Yesterday was a really awful day for the City of Ottawa. At 8:48 am a Via Rail train collided with a double decker bus, on the Number 76 route, about 2 km from my house. As of right now, six people are dead including the bus driver. Over 30 other people were injured. Every first responder in Ottawa was on the scene.
It's a route on the main thoroughfare from an Ottawa suburb, to the downtown core. The bus I usually take is an identical double decker that drives the exact same route over the exact set of tracks. I've even had that bus driver in the past and I recall his face because he was so friendly and happy. Which is obviously why it hit so close to home. I can't help but wonder how many of the other people are faces I've seen while making the trip to work in the past.
I had no idea it had happened until friends started texting and calling me knowing I'm on that route. I was in class so I couldn't answer my phone. When I checked twitter and saw the news I started doing what I imagine everyone in Ottawa was doing: frantically texting and calling people while alternating with a refresh of the browser on my computer to see if they had released any names. When you live in a city as small as Ottawa, there's two degrees of separation.
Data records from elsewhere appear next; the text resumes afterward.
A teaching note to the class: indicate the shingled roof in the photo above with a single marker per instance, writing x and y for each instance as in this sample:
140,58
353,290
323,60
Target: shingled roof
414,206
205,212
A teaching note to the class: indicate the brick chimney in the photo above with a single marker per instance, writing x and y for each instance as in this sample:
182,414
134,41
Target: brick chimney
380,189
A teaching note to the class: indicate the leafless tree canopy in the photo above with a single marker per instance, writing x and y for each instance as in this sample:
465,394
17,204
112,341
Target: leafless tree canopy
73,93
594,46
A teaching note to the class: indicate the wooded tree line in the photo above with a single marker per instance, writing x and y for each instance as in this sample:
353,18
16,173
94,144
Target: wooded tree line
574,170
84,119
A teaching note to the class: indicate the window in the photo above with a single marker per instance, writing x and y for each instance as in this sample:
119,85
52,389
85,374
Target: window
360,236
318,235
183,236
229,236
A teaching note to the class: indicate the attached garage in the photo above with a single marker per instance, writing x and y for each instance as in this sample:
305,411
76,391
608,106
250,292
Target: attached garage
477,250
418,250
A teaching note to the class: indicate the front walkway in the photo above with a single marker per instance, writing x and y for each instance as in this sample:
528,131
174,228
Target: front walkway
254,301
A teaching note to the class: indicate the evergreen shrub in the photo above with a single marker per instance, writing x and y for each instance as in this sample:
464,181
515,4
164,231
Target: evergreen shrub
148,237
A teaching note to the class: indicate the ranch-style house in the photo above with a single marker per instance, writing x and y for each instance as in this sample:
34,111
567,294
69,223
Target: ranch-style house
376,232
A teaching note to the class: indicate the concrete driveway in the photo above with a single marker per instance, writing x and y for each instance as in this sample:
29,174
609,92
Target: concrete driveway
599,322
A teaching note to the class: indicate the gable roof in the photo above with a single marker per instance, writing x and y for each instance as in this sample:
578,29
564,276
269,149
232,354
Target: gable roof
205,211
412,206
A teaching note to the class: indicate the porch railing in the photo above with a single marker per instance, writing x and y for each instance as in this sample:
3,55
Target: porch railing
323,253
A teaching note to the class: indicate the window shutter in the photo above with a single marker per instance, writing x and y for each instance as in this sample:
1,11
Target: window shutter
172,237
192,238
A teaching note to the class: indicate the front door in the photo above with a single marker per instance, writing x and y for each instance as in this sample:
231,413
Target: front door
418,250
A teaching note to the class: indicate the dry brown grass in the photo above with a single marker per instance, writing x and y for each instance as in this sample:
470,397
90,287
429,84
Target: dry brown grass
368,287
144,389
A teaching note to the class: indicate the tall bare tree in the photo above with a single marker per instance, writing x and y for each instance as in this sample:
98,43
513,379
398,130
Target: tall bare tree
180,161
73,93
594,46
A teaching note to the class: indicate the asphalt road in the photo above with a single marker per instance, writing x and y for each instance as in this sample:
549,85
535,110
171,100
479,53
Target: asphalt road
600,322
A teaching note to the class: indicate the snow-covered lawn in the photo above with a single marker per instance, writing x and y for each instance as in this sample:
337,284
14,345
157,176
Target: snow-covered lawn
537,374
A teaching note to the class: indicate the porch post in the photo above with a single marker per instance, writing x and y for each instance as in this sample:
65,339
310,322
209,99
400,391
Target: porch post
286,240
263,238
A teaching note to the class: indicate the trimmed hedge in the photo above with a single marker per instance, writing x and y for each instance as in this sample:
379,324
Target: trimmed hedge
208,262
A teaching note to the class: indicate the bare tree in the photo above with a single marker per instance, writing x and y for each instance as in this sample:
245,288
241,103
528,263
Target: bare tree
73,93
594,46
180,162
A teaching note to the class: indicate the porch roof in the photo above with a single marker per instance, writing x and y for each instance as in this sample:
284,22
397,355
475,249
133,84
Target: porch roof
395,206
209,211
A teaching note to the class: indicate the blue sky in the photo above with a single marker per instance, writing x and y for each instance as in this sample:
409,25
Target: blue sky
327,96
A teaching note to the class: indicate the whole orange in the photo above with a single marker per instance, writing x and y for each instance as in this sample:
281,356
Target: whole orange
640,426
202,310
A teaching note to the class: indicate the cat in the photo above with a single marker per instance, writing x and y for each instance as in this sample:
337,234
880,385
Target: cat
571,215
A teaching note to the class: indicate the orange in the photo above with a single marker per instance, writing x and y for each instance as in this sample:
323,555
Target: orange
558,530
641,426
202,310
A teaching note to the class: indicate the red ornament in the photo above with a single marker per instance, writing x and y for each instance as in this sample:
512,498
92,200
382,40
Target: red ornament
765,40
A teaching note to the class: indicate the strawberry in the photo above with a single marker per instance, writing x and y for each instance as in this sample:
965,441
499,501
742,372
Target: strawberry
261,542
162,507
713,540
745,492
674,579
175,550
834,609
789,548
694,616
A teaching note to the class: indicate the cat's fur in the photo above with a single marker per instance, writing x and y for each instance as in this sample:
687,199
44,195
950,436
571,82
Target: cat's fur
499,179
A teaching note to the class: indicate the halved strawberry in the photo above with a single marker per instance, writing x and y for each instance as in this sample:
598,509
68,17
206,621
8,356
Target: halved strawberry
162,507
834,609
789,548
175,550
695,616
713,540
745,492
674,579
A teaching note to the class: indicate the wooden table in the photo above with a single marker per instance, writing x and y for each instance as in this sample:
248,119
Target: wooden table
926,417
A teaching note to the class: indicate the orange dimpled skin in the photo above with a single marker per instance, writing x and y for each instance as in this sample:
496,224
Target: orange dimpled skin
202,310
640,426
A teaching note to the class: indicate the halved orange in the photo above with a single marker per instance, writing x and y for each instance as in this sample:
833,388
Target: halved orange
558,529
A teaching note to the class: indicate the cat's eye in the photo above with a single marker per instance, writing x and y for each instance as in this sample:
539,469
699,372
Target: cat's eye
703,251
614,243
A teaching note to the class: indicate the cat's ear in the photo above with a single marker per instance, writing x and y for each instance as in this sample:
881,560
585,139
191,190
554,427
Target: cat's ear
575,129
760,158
Yesterday I was nowhere near the accident - I was never going to be anywhere near the accident the moment I decided to go back to school this Fall. On Mondays and Tuesdays I work downtown and take a bus, but on Wednesdays I have class at the University, so Mike drives me in on his way to work. Case in point, I'm currently not a Wednesday commuter so there was as much of a chance that I could have been on that bus as any other person in the city.
But still I couldn't stop reeling after I heard about it.
My heart just breaks for the people who, when they woke up in morning, had no clue. And their families. It's a bit gut wrenching to think of people in your own city, so close to home in so much pain.
And you can't help but feel lucky. And relating it to yourself. I think it's human nature.
I'm usually one of the first ones on the bus, at the beginning of my route. I like it this way because I like routine and when I'm first on the bus, it means I have my pick of seating. I always make a point to sit in the same spot because when the bus hits the parkway as it drives downtown, the top-left of the bus gives you the best view of the Ottawa River. If you've got to be a commuter, you can't ask for better scenery of the Gatineau Hills and the pretty shore line dotted with trees.
A lot of times when you're a commuter you close your eyes and put your head against the window. Or you spend time leafing through Facebook or Twitter. Or you you read a book.
I took that picture above last week on my way into work. It was a rainy morning but I liked how my polka dot umbrella could hang just so on the handlebar in front of me. Top left corner, double decker, umbrella in hand, I felt kinda British.
I'm trying my best not to think about what the tracks looked like out of the window from that seat yesterday. It's too paralyzing to think like that for long. As it is, I'm not quite sure how soon I'll be getting back on a bus, and when I do, I'm pretty certain I'll choose a different seat. I've said it before and I'll say it again, life is a blessing, not a chance.
I've been complaining and whining and allowing myself to suffer existential crises for the past year. Most of them centre around decisions which in the back of my head make me feel like I'm in control of the future. Should I do option a? Or option b? "But if this, then that." I feel a bit silly.
You can ask for answers and for guidance, but we're not in control. We couldn't control when we arrived and we certainly don't control when we can leave. What we can control is how we conduct ourselves and listen while we are here. But concerning the big stuff? I'm far from convinced that we have any say in the matter.
It's too much to understand or reason with yourself "why" things seem so random. And any attempt to do so will get in the way of the moments you have now.
I think what''s important is, we smile at our neighbours and remember on a daily basis, how we're all in this together.
Route 76, we've all been thinking about you.